BUG: Non-deterministic accidental object reuse#1995
sjoerdjob wants to merge 3 commits intopy-pdf:mainfrom
sjoerdjob:issue-1788

Conversation

@sjoerdjob
Copy link
Copy Markdown
Contributor

@sjoerdjob sjoerdjob commented Jul 21, 2023

The following section of code could sometimes have unintended effects where pages of an earlier integrated PDF file were used instead.

writer = PdfWriter()

reader1 = PdfReader(some_file)
id_reader1 = id(reader1)
writer.add_page(reader1.pages[0])
del reader1

reader2 = PdfReader(other_file)
id_reader2 = id(reader2)
writer.add_page(reader2.pages[0])
del reader2

writer.write(third_file)

because the reader1 is no longer in memory when reader2 gets initialized, the area in memory is free, so id_reader1 and id_reader2 might end up having the same value.

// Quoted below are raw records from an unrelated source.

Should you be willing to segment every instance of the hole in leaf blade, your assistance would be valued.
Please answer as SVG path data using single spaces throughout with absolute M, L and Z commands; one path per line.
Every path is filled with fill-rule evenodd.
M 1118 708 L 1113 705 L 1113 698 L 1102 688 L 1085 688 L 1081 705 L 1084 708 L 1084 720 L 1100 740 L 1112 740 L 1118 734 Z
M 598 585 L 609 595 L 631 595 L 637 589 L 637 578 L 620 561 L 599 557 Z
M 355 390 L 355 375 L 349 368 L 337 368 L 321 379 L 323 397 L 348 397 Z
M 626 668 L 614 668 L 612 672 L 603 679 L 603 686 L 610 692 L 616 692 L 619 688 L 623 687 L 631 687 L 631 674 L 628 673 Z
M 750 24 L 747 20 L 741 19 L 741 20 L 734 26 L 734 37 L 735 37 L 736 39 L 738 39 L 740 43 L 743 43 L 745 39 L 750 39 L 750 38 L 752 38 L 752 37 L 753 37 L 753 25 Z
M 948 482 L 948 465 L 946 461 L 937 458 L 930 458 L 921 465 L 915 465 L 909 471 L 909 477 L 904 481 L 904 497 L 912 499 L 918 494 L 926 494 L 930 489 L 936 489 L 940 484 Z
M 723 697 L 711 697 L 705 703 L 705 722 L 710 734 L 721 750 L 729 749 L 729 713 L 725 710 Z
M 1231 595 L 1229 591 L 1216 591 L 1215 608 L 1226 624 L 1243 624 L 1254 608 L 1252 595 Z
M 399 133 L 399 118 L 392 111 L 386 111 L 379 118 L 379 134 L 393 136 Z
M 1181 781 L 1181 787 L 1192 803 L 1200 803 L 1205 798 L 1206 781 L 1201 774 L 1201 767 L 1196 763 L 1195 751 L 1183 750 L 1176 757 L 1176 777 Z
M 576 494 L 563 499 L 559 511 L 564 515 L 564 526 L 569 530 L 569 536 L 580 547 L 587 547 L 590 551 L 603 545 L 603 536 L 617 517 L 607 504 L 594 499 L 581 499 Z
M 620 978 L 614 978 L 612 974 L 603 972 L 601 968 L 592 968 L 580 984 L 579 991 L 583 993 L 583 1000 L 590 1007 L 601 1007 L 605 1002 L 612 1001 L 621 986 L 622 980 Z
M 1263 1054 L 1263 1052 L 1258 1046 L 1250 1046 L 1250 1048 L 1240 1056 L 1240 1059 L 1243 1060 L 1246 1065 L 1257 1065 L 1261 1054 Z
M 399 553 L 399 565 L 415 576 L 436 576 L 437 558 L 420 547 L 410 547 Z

Due to PyPDF using id(reader) internally for an object-cache, it sometimes happened that writer.add_page(reader2.pages[0]) would result in duplicating reader1.pages[0] instead.

fixes #1788 .

The following section of code could sometimes have unintended effects
where pages of an earlier integrated PDF file were used instead.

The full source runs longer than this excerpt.